American filmmaker and actor

Neil Breen is an American filmmaker and actor. Since 2005, he has made seven feature films in which he acts as director, writer, producer and lead star, while being in charge of most other key crew positions. He usually finances his films himself independently from his earnings as a professional architect, using amateur casts and crews.

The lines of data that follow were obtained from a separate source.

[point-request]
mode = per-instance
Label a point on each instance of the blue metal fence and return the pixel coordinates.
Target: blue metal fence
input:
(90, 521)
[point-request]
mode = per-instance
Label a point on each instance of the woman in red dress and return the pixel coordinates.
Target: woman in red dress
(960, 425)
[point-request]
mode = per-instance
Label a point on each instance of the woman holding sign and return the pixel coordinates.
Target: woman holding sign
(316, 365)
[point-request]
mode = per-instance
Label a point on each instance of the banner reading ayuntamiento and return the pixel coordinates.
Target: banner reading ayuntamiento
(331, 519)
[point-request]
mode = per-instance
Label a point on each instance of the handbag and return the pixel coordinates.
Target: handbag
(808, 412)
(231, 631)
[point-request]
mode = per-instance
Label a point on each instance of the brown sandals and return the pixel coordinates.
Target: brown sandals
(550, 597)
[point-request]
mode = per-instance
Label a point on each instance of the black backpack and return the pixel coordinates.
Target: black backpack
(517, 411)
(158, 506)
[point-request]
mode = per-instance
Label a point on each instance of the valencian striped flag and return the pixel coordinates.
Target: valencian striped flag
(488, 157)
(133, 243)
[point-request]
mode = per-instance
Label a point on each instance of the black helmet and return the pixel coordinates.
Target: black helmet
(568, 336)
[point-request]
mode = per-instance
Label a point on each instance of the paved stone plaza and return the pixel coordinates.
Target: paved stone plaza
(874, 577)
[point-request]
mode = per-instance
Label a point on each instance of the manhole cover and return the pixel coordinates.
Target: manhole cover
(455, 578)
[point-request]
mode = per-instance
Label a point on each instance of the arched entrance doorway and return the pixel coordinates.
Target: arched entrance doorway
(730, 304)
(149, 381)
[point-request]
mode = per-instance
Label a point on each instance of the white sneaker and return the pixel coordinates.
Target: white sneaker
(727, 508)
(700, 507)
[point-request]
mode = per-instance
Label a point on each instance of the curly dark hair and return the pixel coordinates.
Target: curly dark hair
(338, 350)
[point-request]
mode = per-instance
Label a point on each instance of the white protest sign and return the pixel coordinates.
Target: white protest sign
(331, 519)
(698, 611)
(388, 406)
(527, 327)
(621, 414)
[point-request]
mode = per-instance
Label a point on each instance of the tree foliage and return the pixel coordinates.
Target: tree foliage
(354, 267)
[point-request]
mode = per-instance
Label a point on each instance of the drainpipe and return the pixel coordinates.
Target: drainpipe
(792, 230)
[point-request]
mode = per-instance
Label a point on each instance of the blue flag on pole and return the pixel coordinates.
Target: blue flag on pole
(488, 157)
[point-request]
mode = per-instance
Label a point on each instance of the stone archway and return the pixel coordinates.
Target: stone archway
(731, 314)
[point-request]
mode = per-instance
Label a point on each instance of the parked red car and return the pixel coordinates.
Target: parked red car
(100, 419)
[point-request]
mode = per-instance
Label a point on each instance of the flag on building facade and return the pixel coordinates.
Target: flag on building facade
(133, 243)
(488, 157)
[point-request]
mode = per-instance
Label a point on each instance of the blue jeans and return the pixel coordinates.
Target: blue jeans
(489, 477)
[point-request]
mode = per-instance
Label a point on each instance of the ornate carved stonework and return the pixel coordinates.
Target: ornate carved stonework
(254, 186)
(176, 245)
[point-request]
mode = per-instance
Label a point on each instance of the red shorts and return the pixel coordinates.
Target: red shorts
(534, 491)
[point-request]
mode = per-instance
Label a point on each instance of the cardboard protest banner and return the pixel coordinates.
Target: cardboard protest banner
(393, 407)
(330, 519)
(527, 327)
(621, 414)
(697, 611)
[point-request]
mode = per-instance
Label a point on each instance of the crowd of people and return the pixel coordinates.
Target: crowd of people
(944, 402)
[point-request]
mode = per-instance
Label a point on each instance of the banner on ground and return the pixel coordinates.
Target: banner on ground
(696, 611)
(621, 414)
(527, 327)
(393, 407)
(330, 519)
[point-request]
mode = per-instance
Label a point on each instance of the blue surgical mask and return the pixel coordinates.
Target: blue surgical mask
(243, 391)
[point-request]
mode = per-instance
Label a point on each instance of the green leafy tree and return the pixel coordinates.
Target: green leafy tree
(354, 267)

Breen's works have garnered a cult following as "so bad it's good" films, often being singled out for their poor acting (notably from Breen), bizarre story and dialogue, offbeat editing and low-budget production values; his stories are typically psychological thrillers or science fiction with strong social commentary depicting lonely, tragic heroes in grandiose struggles against corrupt institutions. He has been compared to Tommy Wiseau.

==Life and career==
Breen grew up on the East Coast of the United States and developed an interest in film and filmmaking at an early age. He studied architecture and initially became a licensed architect in California. He gained a small following after releasing his first film, Double Down, which played at the Cinefamily cinematheque in Los Angeles in 2010. In the years that followed, Breen continued working as an architect as a means to finance his next film: I Am Here.... Now, which also played at the Cinefamily in 2011. Since then, he has established a reputation as a cult amateur filmmaker. He has claimed to have recruited his cast from Craigslist ads.

=== Film ===
Breen writes, produces, directs, and stars in each of his own films. The characters he portrays hold advanced and often superhuman abilities and use them in grandiose struggles against corrupt forces and institutions. Fateful Findings features Breen as a hacker imbued with supernatural powers by a magical stone he found as a child, who uses his skills to expose government and corporate corruption, while in Double Down he plays a rogue CIA agent.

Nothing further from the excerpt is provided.